Montag, 30. August 2021

"Nichtstun ist die teuerste Lösung"

Öko-Test hier  Auszüge aus dem Artikel

Chef der Verbraucherzentralen zur Klimawende

Wenn wir den Klimaschutz mit Akzeptanz ausstatten wollen, muss ich akzeptieren, dass in unserem Land nicht alle 83 Millionen Menschen die gleiche Meinung, die gleichen Bedürfnisse und die gleichen Möglichkeiten haben. Dann muss ich dafür sorgen, dass ich auch diejenigen gewinne, die heute skeptisch oder wenig leistungsstark sind. Daraus folgt: Wir brauchen eine direkte Rückerstattung der Einnahmen aus der CO2-Bepreisung, eine soziale Abfederung und eine technische Infrastruktur, die es den Menschen erlaubt, sich klimaschonend zu bewegen, zu heizen, zu wohnen.

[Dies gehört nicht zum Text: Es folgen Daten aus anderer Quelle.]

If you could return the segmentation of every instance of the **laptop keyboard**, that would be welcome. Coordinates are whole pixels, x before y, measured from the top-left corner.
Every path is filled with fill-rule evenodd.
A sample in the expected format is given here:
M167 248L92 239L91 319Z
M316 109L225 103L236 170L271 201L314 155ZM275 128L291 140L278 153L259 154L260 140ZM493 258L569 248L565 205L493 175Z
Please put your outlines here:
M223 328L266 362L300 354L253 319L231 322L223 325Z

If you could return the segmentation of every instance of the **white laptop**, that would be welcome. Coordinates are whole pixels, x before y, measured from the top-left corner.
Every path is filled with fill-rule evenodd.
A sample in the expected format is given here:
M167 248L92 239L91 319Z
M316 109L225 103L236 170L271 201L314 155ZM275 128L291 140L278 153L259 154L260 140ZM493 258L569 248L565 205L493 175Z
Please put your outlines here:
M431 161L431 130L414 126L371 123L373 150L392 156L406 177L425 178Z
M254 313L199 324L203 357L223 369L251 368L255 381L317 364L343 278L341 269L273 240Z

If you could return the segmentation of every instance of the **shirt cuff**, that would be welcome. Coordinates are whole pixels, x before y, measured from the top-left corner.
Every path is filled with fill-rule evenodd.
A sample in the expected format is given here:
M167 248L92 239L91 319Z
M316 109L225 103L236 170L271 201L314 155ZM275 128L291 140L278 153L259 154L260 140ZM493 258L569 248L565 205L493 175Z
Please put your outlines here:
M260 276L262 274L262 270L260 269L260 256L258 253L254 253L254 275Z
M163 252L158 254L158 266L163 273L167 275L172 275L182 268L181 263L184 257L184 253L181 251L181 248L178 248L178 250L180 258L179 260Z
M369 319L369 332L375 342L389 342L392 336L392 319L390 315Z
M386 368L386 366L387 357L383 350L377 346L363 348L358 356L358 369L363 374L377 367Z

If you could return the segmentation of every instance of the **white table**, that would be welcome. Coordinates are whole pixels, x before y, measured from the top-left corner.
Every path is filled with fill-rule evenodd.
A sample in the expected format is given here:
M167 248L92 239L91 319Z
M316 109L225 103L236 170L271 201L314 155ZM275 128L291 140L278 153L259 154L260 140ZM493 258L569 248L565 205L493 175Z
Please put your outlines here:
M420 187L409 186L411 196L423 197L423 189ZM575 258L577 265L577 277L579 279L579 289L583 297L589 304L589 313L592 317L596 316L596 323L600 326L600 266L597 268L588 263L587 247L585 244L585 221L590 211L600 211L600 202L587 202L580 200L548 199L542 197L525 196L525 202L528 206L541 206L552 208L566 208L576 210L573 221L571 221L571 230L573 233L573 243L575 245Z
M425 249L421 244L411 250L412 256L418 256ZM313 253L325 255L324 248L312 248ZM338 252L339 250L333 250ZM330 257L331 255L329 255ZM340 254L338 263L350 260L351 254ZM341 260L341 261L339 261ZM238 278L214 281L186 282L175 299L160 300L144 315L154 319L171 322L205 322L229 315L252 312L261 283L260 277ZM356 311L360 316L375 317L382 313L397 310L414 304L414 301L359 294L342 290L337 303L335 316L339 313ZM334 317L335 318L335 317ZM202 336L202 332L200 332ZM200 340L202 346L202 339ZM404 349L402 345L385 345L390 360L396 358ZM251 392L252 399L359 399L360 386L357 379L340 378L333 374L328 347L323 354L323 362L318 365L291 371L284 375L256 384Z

Und schließlich müssen wir aufpassen, dass Klimaschutz keine schiefe Gerechtigkeitsdebatte auslöst. So gut CO2-Preise sind: Mit einem dicken Geldbeutel kann ich mich auch weiterhin ökologisch miserabel verhalten. Um das zu verhindern, braucht es Regeln, die für alle von uns gelten. Ein Beispiel sind Standards für den maximalen Energiebedarf von Häusern oder die Höchstgeschwindigkeit auf Straßen.

Eine kluge Klimaschutzpolitik ist also ein Mix aus einer öffentlichen Infrastruktur, aus einer CO2-Bepreisung und aus bestimmten Regeln, die für alle von uns gelten.

Was fordern Sie von der Politik?

Wichtig ist, den Menschen reinen Wein einzuschenken. Ich kann die Politik nur ermuntern, auch mit denjenigen zu sprechen, die Klimaschutz leugnen oder ablehnen. Das ist vielleicht die lauteste aber nicht die größte Gruppe. Aber jeder Politiker, der denkt, der Klimawandel würde sich von allein erledigen, täuscht die Menschen.

Das wird sich die nächste Bundesregierung schlicht nicht leisten können. Der ehrliche Diskurs ist das, was notwendig ist. Und das muss man auch hart und ehrlich mit den Menschen auf der Straße diskutieren. Meine schwierigste Gruppe sind nicht die Protestler, sondern die, die mit einem knappen Geldbeutel auskommen müssen. Sie müssen die Chance haben, an unserem gesellschaftlichen Leben weiter teilhaben zu können. Wenn fünf Euro CO2-Preis mehr im Monat eine Einschränkung der Lebensqualität bedeutet, muss ich das als politscher Entscheider berücksichtigen.


Angenommen, Sie wären an den Verhandlungen der nächsten Bundesregierung beteiligt. Welche drei Dinge würden Sie den Akteuren in den Koalitionsvertrag schreiben?

Erstens eine hundertprozentige pro-Kopf-Rückerstattung eines ambitionierten CO2-Preises als sozial gerechtes Instrument des Klimaschutzes.

Zweitens einen massiven Ausbau des bedarfsorientierten, öffentlichen Personennahverkehrs als Bundesaufgabe. Ein Baustein sind hier digital vernetzte Sammeltaxis.

Drittens ein engagiertes Programm zur energetischen Gebäudesanierung und eine hälftige Aufteilung der CO2-Kosten zwischen Vermietern und Mietern.